Il Consiglio di Stato ha risposto l'altroieri a un'interrogazione parlamentare inoltrata nel marzo 2012 dal deputato UDC Eros Mellini (e cofirmatari) in merito alla criminalità in Ticino.
Mellini voleva conoscere il rapporto tra arresti e condanne, nonché la percentuale di stranieri per ogni tipologia di reato.
E il Governo, dopo due anni e mezzo di attesa, gli ha finalmente fornito tutte le cifre.
Non quelle sul rapporto tra arresti e condanne in quanto, scrive il Consiglio di Stato, "non risulta possibile fornire i dati precisi". Ma quelle sulle percentuali di svizzeri e stranieri per ogni tipologia di reato sì.
Nella risposta governativa, viene riportata una tabella, che illustra tutti i reati al Codice penale e alla Legge federale sugli stupefacenti compiuti in Ticino durante l'anno 2011, nonché il numero di imputati per questi reati e la loro suddivisione tra svizzeri e stranieri.
Una tabella che mostra come gli svizzeri siano in minoranza in ogni tipologia di reato, tranne che per le lesioni gravi, dove il 52,5% degli imputati detiene il passaporto rossocrociato.
Per tutte le altre tipologie di reato gli stranieri detengono la maggioranza, in certi casi pure il monopolio.
Come per quanto riguarda le risse, dove tutte e 10 le persone che sono state imputate sono straniere (100%). O il borseggio, dove sui 18 imputati solo uno è svizzero (94,4% di stranieri).

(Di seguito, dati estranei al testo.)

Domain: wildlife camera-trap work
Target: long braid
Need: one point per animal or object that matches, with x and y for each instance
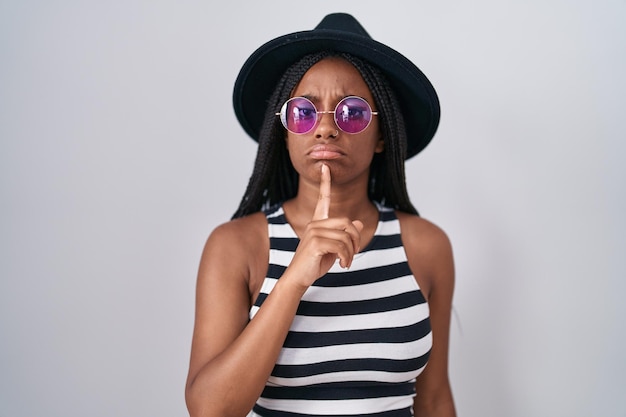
(274, 179)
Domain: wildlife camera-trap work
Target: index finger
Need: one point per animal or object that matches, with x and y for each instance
(323, 203)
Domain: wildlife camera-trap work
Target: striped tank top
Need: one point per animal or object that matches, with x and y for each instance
(360, 337)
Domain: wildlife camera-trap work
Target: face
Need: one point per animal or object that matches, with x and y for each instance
(348, 155)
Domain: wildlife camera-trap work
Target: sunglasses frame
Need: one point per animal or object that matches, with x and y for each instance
(283, 117)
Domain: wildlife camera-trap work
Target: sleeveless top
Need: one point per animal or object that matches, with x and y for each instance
(360, 337)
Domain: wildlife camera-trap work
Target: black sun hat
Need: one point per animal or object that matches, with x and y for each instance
(338, 32)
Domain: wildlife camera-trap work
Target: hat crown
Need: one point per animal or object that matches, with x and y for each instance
(342, 22)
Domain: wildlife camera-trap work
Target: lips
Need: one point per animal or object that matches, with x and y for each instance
(325, 152)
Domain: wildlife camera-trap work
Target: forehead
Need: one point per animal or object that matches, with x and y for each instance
(332, 78)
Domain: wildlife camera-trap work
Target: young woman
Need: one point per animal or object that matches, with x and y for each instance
(326, 294)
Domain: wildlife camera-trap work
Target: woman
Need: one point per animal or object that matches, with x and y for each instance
(326, 294)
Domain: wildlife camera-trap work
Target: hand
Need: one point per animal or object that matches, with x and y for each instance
(325, 239)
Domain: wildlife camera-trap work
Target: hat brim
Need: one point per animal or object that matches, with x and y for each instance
(263, 69)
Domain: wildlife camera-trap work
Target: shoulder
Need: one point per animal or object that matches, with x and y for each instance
(421, 233)
(429, 251)
(241, 231)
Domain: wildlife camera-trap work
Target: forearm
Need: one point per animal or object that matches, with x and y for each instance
(231, 382)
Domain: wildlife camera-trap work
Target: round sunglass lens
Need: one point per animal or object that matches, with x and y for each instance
(353, 114)
(298, 115)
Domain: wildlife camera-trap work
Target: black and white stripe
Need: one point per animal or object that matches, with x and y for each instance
(360, 336)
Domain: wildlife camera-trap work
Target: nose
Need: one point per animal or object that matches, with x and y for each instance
(326, 126)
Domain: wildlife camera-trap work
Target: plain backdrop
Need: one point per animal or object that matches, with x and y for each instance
(120, 152)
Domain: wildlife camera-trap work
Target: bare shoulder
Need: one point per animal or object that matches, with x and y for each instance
(238, 235)
(429, 251)
(237, 250)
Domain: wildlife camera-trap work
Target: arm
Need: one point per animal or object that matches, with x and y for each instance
(231, 357)
(431, 260)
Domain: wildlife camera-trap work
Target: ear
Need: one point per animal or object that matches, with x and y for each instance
(380, 145)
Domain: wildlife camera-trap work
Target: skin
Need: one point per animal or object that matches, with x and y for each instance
(232, 357)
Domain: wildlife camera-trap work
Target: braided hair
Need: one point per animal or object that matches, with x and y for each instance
(274, 179)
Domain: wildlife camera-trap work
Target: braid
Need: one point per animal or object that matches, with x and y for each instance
(274, 179)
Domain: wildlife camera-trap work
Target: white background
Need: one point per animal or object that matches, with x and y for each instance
(120, 152)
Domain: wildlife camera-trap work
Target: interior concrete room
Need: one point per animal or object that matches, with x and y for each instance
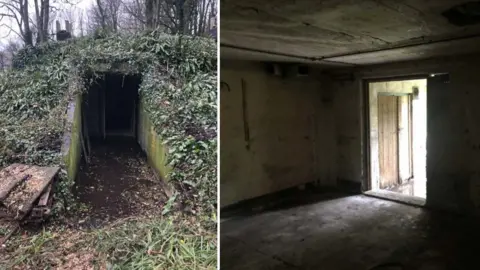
(350, 134)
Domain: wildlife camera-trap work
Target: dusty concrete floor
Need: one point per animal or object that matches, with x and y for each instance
(331, 231)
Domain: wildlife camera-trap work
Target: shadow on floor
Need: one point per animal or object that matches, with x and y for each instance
(349, 232)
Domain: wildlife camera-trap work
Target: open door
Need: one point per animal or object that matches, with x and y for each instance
(388, 140)
(397, 128)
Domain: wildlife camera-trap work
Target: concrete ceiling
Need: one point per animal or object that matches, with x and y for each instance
(337, 32)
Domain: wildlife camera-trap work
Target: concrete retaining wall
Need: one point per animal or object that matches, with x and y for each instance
(71, 148)
(151, 143)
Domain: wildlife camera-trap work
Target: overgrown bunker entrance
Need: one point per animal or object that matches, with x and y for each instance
(114, 178)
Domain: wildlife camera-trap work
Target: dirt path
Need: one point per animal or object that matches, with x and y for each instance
(117, 183)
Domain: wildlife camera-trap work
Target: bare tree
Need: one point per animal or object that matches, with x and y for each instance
(17, 10)
(42, 13)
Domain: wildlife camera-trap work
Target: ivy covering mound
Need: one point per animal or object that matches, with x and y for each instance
(178, 89)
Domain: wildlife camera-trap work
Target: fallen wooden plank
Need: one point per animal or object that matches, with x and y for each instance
(10, 177)
(6, 237)
(21, 199)
(45, 196)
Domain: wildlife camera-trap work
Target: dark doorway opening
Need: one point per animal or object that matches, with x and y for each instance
(110, 106)
(114, 179)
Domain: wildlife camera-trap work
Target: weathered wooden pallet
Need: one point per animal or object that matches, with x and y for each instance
(26, 186)
(10, 177)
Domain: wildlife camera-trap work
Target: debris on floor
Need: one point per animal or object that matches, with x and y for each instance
(25, 192)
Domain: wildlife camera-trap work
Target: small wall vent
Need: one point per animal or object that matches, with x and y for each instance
(464, 14)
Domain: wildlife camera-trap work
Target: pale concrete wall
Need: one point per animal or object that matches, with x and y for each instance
(291, 130)
(71, 146)
(152, 143)
(453, 147)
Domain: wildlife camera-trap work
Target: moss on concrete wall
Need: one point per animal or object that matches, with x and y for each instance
(152, 144)
(72, 151)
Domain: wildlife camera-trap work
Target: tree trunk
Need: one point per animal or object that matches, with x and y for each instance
(181, 16)
(102, 14)
(46, 18)
(27, 35)
(149, 13)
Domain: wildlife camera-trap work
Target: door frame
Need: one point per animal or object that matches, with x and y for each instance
(365, 126)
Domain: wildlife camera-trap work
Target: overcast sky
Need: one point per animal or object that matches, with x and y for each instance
(79, 6)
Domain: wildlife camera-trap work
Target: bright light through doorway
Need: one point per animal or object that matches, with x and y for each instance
(398, 136)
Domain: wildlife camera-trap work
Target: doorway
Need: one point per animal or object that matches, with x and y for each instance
(397, 117)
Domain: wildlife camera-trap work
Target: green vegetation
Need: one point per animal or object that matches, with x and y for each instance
(178, 91)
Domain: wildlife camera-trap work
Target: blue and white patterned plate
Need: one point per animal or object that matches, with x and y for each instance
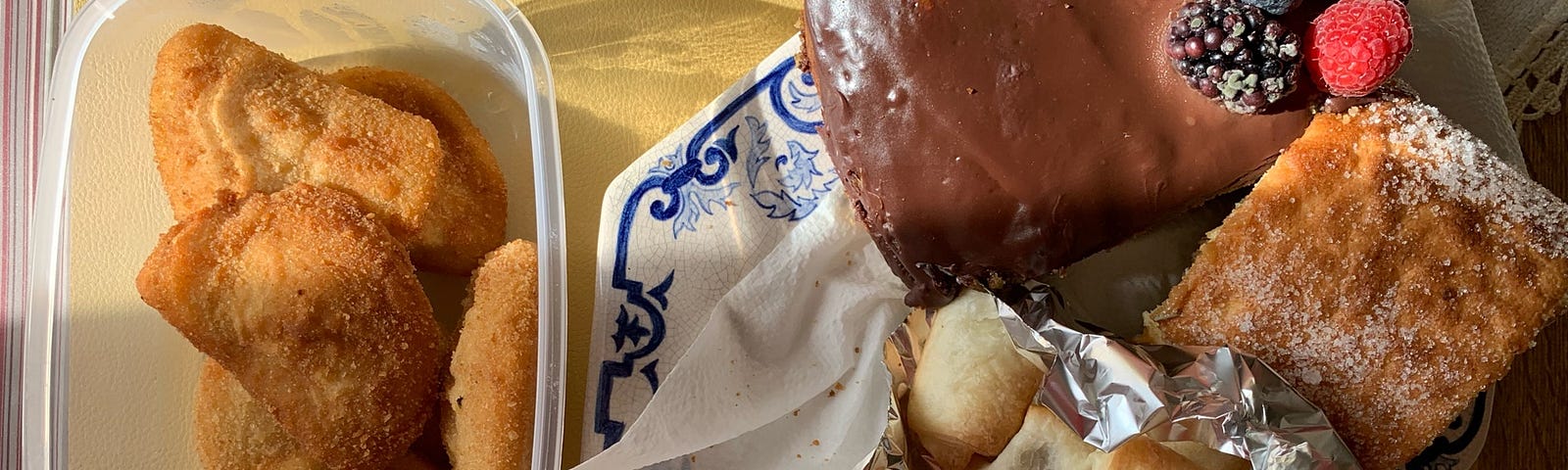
(689, 218)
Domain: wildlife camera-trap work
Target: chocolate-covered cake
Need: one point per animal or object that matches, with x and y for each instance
(992, 143)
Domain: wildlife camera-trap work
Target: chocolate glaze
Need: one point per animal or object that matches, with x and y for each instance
(996, 141)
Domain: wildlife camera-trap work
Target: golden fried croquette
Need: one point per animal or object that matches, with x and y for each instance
(488, 417)
(235, 431)
(314, 307)
(467, 215)
(232, 117)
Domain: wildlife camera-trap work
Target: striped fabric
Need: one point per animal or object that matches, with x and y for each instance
(31, 28)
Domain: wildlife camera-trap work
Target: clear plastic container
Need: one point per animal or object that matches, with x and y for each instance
(106, 383)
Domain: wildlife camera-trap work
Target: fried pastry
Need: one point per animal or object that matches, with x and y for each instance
(1390, 266)
(467, 215)
(488, 414)
(229, 115)
(314, 307)
(235, 431)
(972, 388)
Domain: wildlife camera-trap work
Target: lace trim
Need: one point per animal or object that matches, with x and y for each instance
(1537, 72)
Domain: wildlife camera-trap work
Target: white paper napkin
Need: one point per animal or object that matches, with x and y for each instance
(760, 386)
(789, 362)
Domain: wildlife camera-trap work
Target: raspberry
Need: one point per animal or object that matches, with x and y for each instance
(1358, 44)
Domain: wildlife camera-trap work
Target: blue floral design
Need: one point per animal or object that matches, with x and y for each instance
(695, 200)
(694, 182)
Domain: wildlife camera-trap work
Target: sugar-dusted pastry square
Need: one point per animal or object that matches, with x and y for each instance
(1388, 265)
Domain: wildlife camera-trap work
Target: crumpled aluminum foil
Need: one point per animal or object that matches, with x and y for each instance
(1110, 391)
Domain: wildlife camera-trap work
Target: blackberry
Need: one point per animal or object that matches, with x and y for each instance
(1275, 7)
(1235, 54)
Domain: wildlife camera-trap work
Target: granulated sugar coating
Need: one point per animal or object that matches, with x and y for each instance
(1390, 265)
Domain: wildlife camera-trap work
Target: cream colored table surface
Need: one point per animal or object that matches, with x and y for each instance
(626, 74)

O ancora il furto con destrezza, dove dei 38 imputati ben l'81,6% è straniero, o il taccheggio, con il 78,3% di imputati stranieri.
La percentuale di stranieri scende leggermente per il reato di rapina (66,7%) e di furto con scasso (58,4%). Nell'ambito del traffico di stupefacenti, si raggiunge quasi la parità: 43,3% di imputati svizzeri per i traffici di poca entità, 41,7% di svizzeri per quelli di grave entità. Testa a testa anche negli omicidi intenzionali, dove su 9 imputati quattro erano svizzeri e cinque stranieri.

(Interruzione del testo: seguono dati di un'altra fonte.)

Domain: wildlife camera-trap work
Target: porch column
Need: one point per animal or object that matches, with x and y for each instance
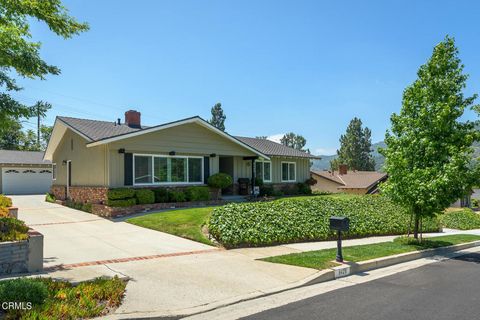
(253, 169)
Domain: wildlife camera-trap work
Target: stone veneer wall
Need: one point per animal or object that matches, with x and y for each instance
(110, 212)
(81, 194)
(22, 256)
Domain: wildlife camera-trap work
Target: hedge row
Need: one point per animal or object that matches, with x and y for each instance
(126, 197)
(464, 219)
(307, 219)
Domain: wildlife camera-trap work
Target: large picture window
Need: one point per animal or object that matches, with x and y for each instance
(263, 170)
(150, 169)
(289, 172)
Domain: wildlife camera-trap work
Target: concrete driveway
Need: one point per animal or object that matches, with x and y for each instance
(76, 237)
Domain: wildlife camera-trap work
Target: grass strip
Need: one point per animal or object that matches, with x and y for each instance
(322, 259)
(185, 223)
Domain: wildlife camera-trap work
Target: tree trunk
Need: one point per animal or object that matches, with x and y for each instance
(416, 227)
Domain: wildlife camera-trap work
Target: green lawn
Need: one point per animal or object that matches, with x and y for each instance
(322, 259)
(186, 223)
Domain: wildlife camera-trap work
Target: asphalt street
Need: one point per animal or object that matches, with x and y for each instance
(445, 290)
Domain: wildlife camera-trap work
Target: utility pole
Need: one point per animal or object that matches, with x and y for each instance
(38, 125)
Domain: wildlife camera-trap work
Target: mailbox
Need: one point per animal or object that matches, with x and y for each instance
(339, 223)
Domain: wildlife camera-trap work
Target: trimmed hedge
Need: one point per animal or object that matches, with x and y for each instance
(197, 194)
(122, 202)
(144, 196)
(5, 201)
(120, 193)
(464, 219)
(307, 219)
(12, 229)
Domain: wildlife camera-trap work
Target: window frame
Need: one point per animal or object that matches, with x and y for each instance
(288, 163)
(153, 183)
(263, 169)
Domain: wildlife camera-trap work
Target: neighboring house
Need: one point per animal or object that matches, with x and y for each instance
(348, 181)
(92, 156)
(24, 172)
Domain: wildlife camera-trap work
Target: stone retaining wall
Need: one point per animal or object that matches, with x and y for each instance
(110, 212)
(22, 256)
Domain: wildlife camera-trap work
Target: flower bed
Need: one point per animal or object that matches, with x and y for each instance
(307, 219)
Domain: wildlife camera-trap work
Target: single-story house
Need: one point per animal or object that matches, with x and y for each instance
(347, 181)
(91, 156)
(24, 172)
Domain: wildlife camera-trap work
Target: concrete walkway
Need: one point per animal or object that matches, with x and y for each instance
(168, 275)
(73, 236)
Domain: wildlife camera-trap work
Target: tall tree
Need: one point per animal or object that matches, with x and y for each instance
(429, 150)
(18, 53)
(294, 141)
(356, 147)
(218, 117)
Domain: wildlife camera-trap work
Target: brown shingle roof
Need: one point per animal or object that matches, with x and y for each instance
(22, 157)
(271, 148)
(98, 130)
(353, 179)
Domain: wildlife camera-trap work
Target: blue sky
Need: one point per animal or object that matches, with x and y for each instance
(276, 66)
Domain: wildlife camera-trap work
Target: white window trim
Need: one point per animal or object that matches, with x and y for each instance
(54, 171)
(166, 183)
(263, 168)
(295, 171)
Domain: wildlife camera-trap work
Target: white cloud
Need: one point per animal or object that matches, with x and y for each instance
(276, 137)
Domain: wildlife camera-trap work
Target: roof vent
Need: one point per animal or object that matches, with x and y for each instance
(132, 119)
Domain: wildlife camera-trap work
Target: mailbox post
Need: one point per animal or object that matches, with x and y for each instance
(339, 224)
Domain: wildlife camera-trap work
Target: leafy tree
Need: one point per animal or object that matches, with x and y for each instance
(428, 152)
(45, 134)
(218, 117)
(356, 148)
(18, 53)
(294, 141)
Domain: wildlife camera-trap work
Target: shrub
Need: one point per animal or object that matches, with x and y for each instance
(307, 219)
(50, 198)
(176, 196)
(475, 203)
(5, 201)
(220, 181)
(12, 229)
(4, 213)
(122, 202)
(303, 188)
(197, 193)
(120, 193)
(161, 195)
(145, 196)
(266, 190)
(259, 182)
(23, 290)
(464, 219)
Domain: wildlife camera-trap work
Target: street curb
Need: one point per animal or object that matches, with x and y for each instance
(350, 268)
(319, 277)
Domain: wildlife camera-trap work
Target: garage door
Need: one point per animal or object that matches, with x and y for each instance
(26, 180)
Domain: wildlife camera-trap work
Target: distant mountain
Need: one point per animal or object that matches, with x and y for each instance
(324, 163)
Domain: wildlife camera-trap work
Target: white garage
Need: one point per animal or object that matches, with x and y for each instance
(24, 172)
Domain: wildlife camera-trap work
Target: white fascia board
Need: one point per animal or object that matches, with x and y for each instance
(196, 120)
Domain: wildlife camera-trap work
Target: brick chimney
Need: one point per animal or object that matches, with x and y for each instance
(132, 119)
(342, 169)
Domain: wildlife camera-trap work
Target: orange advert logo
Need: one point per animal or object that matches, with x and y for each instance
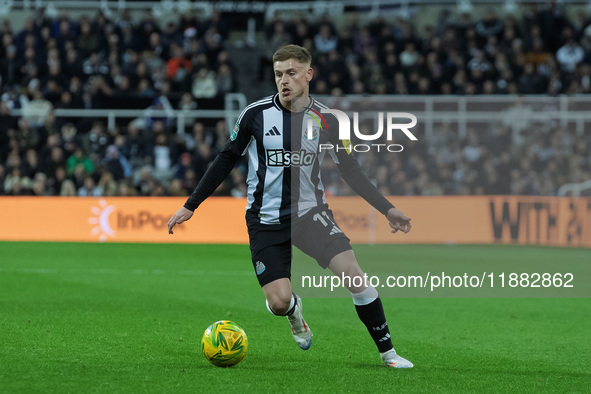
(455, 219)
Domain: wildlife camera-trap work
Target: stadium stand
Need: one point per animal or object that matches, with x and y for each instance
(127, 61)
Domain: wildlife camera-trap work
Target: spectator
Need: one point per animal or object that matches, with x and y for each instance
(569, 56)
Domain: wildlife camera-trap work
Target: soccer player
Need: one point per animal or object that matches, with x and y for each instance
(286, 204)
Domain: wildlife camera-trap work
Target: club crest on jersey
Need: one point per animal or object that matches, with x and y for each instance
(260, 267)
(312, 132)
(234, 132)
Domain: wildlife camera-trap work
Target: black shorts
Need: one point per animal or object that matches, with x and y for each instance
(315, 234)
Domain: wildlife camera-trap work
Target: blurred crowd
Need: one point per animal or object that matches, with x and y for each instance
(541, 52)
(123, 62)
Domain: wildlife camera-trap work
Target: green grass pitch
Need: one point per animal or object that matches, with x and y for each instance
(119, 318)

L'unica tipologia di reato dove gli imputati svizzeri sono in maggioranza, come detto, è quella delle lesioni gravi (52,5% contro 47,5%).
Interessante notare anche le percentuali di reati chiariti rispetto a quelli denunciati. Percentuali molto alte nell'ambito del traffico di stupefacenti (quasi 100%), delle lesioni gravi (95,6%), delle aggressioni (90%) e degli omicidi (90%). Ma misere per quanto riguarda il borseggio (solo 2,4% di reati chiariti), il furto con destrezza (4,7%) e il furto con scasso (10,8% di reati chiariti). Ancora peggio per gli scippi: su 16 reati denunciati, neanche uno è stato chiarito.